Interestingly, research has shown that snowy egrets will sometimes mate with other heron species and the result is hybrid offspring. Known species that snowy egrets have mated with include cattle egrets, tricolored herons, and little blue herons.
The best place to spot these birds is along coastal wetlands and mudflats. These are the places that these birds like to frequent to search for food.
4. Reddish Egret
Reddish egrets are only found around the Florida coastline as they prefer to forage in saltwater. These birds are quite distinctive in their appearance and are very different to the other egrets on our list.
Here are their most distinguishing features:
- They have slate gray feathers on their back and on the tops of their wings.
- The feathers on their heads, neck and upper chest are a rich cinnamon color.
- They also have a two-toned pink and black bill and cobalt blue legs.
- These birds often extend the feathers on their head and neck. This gives the birds a somewhat shaggy appearance.

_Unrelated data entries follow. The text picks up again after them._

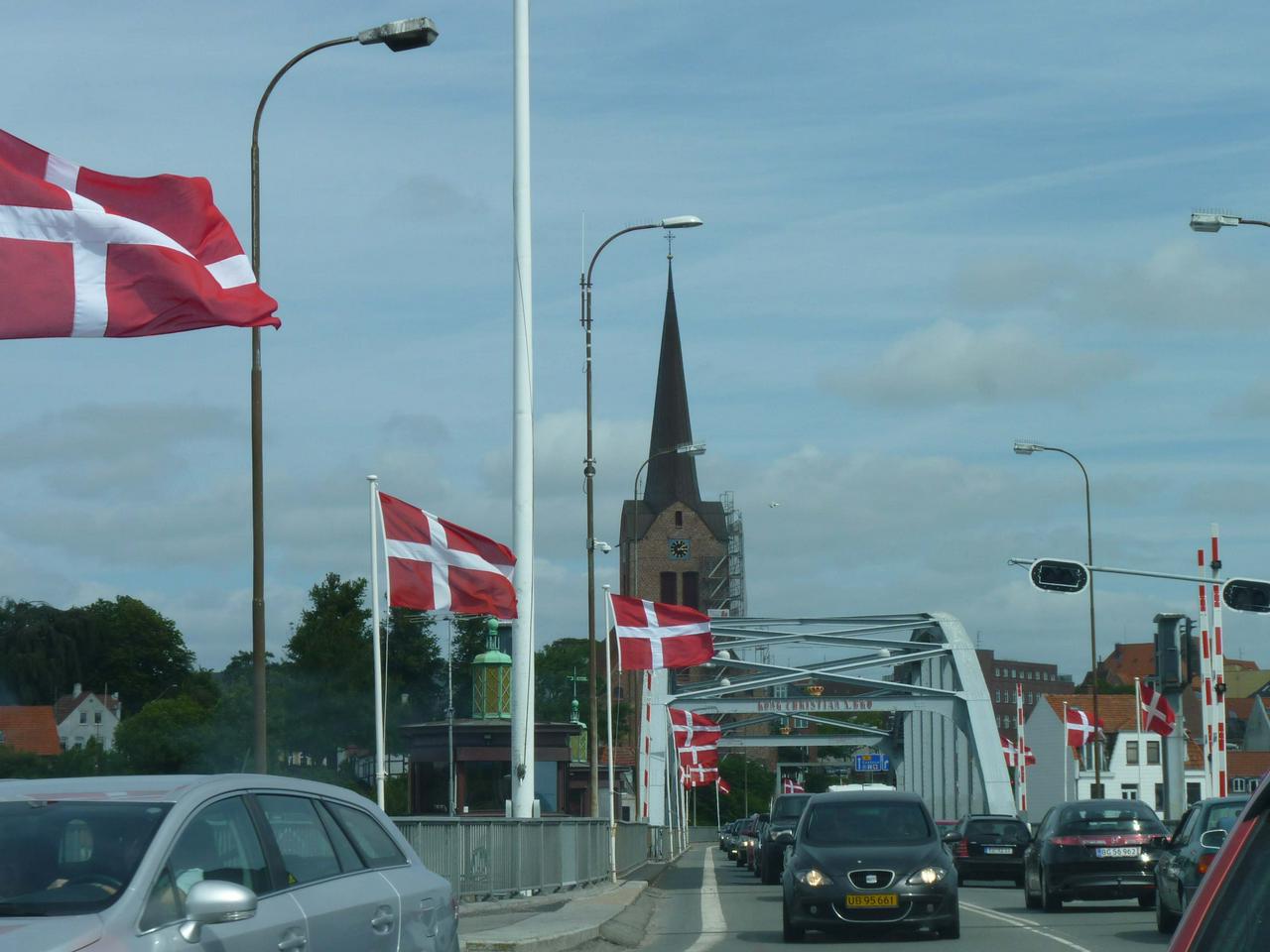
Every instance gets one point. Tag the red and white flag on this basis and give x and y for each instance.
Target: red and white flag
(1080, 728)
(653, 635)
(84, 254)
(439, 566)
(1157, 716)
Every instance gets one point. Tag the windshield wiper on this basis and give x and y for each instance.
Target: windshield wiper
(22, 909)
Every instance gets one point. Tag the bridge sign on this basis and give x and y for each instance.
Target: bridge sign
(871, 763)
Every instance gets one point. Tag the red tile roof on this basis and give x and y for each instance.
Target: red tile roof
(31, 729)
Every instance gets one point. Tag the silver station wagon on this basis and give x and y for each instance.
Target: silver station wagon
(231, 864)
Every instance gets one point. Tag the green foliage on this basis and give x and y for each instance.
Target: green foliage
(166, 737)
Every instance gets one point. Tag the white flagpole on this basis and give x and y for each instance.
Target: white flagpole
(608, 726)
(1142, 743)
(375, 643)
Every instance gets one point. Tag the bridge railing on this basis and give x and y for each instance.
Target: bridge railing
(497, 857)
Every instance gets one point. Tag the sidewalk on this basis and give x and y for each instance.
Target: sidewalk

- Interestingly, there’s also a white morph version of the reddish egret that has all white feathers as well as a two-toned pink and black bill and cobalt blue legs.
These birds have an interesting habit of chasing fish through shallow water. They use various different tactics like swooping, creating shadows with their wings to attract the fish and then herd them toward the shore. In fact, they look quite comical as they run through the shallow water.
The white morph is generally quite rare but when breeding, it’s common to find one of either morph in a mated pair. This often results in chicks of both morph colors in the same nest.
The most common place to spot reddish egrets is in the Florida Keys. Look for their hunting antics at low tide along salt flats.
All species of egrets generally like to nest in trees and you can often find them on mangrove islands. Here they’re safe from animal predators and are happy to share suitable nesting sites with other herons as well as pelicans and spoonbills.
There are four different species of egrets that can be seen around Florida. Mostly, these birds are quite elegant with their lovely white plumage, long legs and long, sharp bills. However, the reddish egret can be quite comical as it darts around the shallows chasing unsuspecting fish.
You can find these birds mostly along the coastline, especially around mudflats when the tide is low. However, it’s more common to find the cattle egret further inland in large fields and grassland where animals like cows and horses love to graze.